Come si prende il comando di una formula uno a forte rischio testacoda a poche curve dal traguardo? Nessun segreto. O forse si. Farsi guidare dall’esperienza: “Senza quella non sarei riuscito a portare la Reggina in serie A, bisognava fare i conti con l’intensità e una pressione mai provata prima. La mia fortuna è stata quella di conoscere a menadito il campionato cadetto, ne avevo già venti alle spalle da allenatore. Il gruppo era ristretto, 15-16 giocatori appena. Preferisco cosi, piuttosto che le rose extralarge che vanno tanto di moda oggi”. I capelli imbiancati sono sinonimo di saggezza e aiutano nelle scelte. Come quella, confidata da Bolchi 15 anni dopo, che facilitò il compito della Reggina in quell’infuocato pomeriggio all’Adriatico…: “Durante la settimane lessi dai giornali che De Canio, per far fronte all’assenza di un difensore squalificato, meditava di arretrare Allegri, solitamente centrocampista offensivo. Conoscevo e apprezzavo le qualità di Allegri, ma sapevo che schierarlo in difesa poteva comportare dei rischi. Decisi quindi di piazzare Possanzini, il nostro giocatore maggiormente rapido e imprevedibile, sistematicamente dalle sue parti. La scelta fortunatamente si rivelò azzeccata. In caso contrario nemmeno l’avrei confessato (ride, ndr)”.
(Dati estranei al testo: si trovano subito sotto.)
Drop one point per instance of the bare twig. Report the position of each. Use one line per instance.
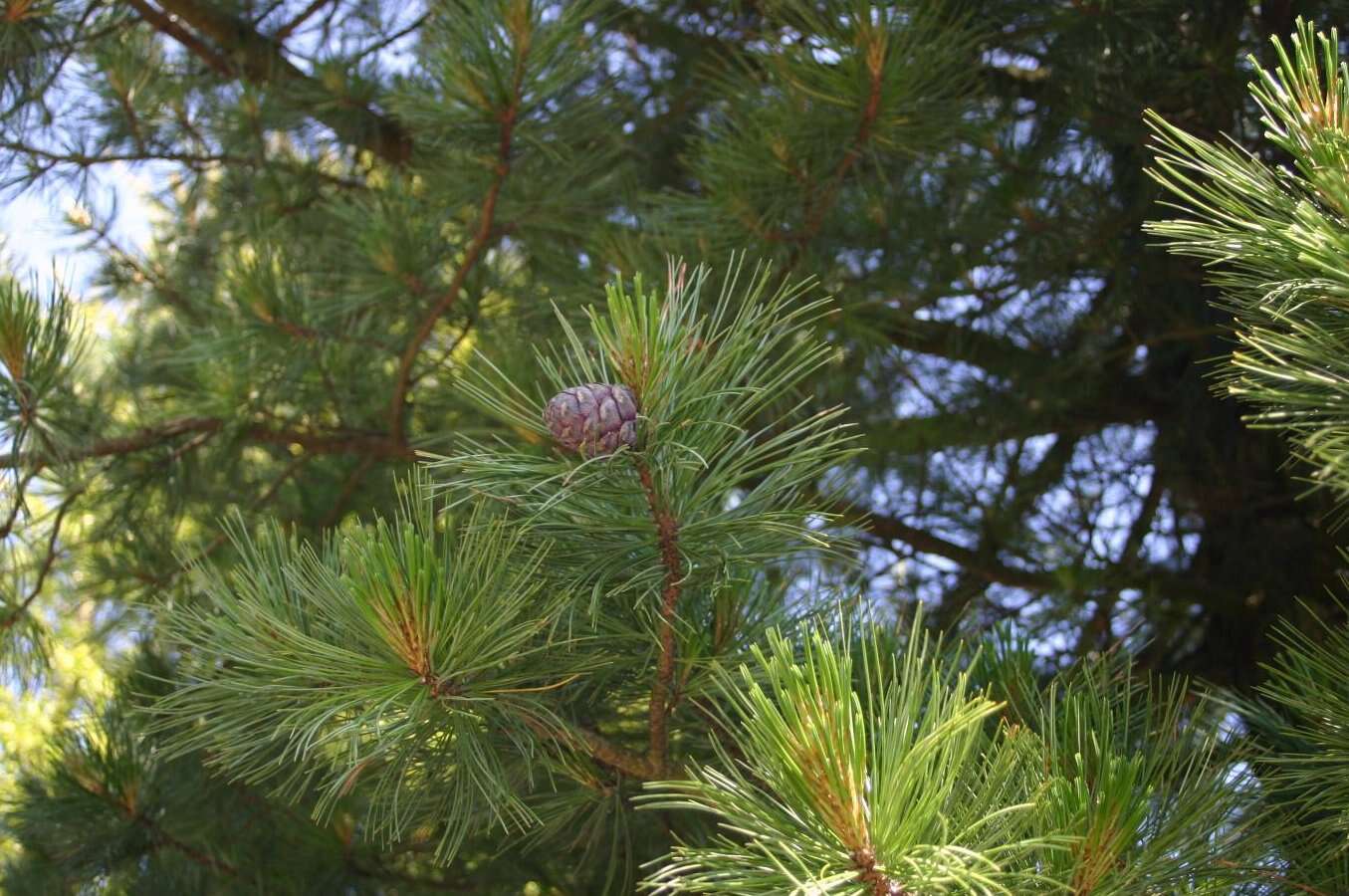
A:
(667, 532)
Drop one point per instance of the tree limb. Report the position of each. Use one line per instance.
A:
(259, 58)
(667, 531)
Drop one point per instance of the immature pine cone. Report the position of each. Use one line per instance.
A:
(593, 418)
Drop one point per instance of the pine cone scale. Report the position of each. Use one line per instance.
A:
(595, 418)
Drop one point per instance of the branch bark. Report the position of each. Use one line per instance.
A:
(259, 58)
(482, 236)
(667, 532)
(337, 441)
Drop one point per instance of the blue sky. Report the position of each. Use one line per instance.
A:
(35, 240)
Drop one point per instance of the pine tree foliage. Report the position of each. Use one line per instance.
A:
(900, 771)
(1275, 240)
(524, 669)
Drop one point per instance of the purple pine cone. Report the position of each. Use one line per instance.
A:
(595, 418)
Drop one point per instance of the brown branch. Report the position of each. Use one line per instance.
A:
(816, 207)
(348, 489)
(596, 747)
(337, 441)
(876, 881)
(198, 48)
(46, 564)
(398, 406)
(190, 851)
(667, 532)
(301, 18)
(254, 56)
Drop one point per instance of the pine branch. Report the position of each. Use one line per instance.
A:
(301, 18)
(46, 565)
(262, 60)
(338, 441)
(194, 854)
(872, 877)
(198, 48)
(597, 748)
(667, 531)
(476, 246)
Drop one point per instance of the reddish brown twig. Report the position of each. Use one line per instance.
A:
(476, 246)
(667, 532)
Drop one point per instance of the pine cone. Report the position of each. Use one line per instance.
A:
(595, 418)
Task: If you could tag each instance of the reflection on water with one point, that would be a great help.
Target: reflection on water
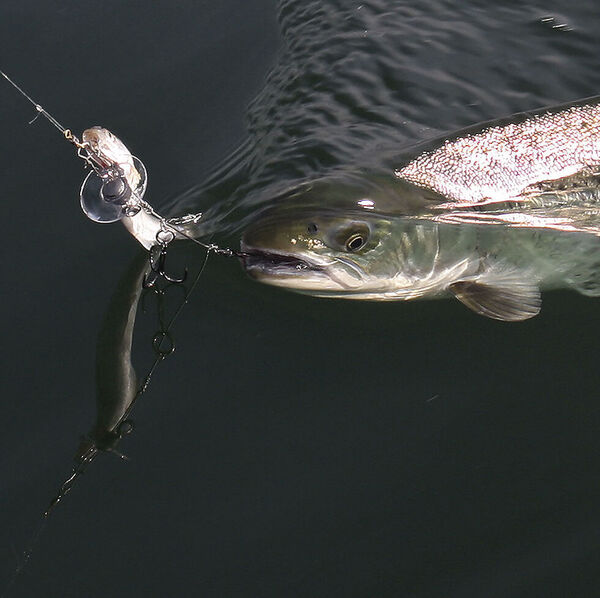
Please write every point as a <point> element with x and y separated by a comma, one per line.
<point>298,447</point>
Un passo indietro. Quella magica esperienza alla guida della Reggina fu in realtà la seconda in riva allo Stretto. Le strade di Bolchi e della società amaranto si incrociano per la prima volta nel 1989. Il fiore all’occhiello attuale, il centro S.Agata, nasceva in quel periodo: “L’allora presidente Benedetto mi portò nella zona dove sarebbe stato costruito. Mi disse ‘Vedi, qui costruiremo il nostro futuro’. Ero perplesso, davanti ai miei occhi c’era una discarica, notavo solo frigoriferi, materassi e lampadari ammassati. E invece sono stati bravissimi, il S.Agata è stato un esempio per molte società”. Una squadra con ambizioni limitate terminò invece la stagione al sesto posto. Nel gruppo a disposizione di Bolchi c’era anche Diego Zanin, attuale co-allenatore amaranto: “Era un ragazzino di qualità, faceva parte di una nidiata di giocatori veneti, tutti bravi. Una citazione particolare per Massimo Orlando, trequartista dal talento sopraffino. Arrivammo sesti, fu una stagione positiva e che permise di gettare le basi per la Reggina del domani”.
La Reggina del Centenario rischia di sprofondare. Proprio il prossimo Pescara-Reggina potrebbe donare agli amaranto la linfa vitale da cui estrarre nuova speranza: “Spero che il cocktail delle guide tecniche, con le capacità del giovane Zanin e l’esperienza di Gagliardi, permetta alla Reggina di ottenere la salvezza, impresa non semplice. Spesso gli appelli si lanciano dall’interno, con l’intento di avvicinare i tifosi alla squadra. Mi permetto invece di farne uno dall’esterno, con affetto. Il popolo amaranto, che noto un po’ raffreddato e deluso, deve stare accanto alla squadra in questo finale di stagione. La Reggina non può perdere la serie B, è un patrimonio di tutti”.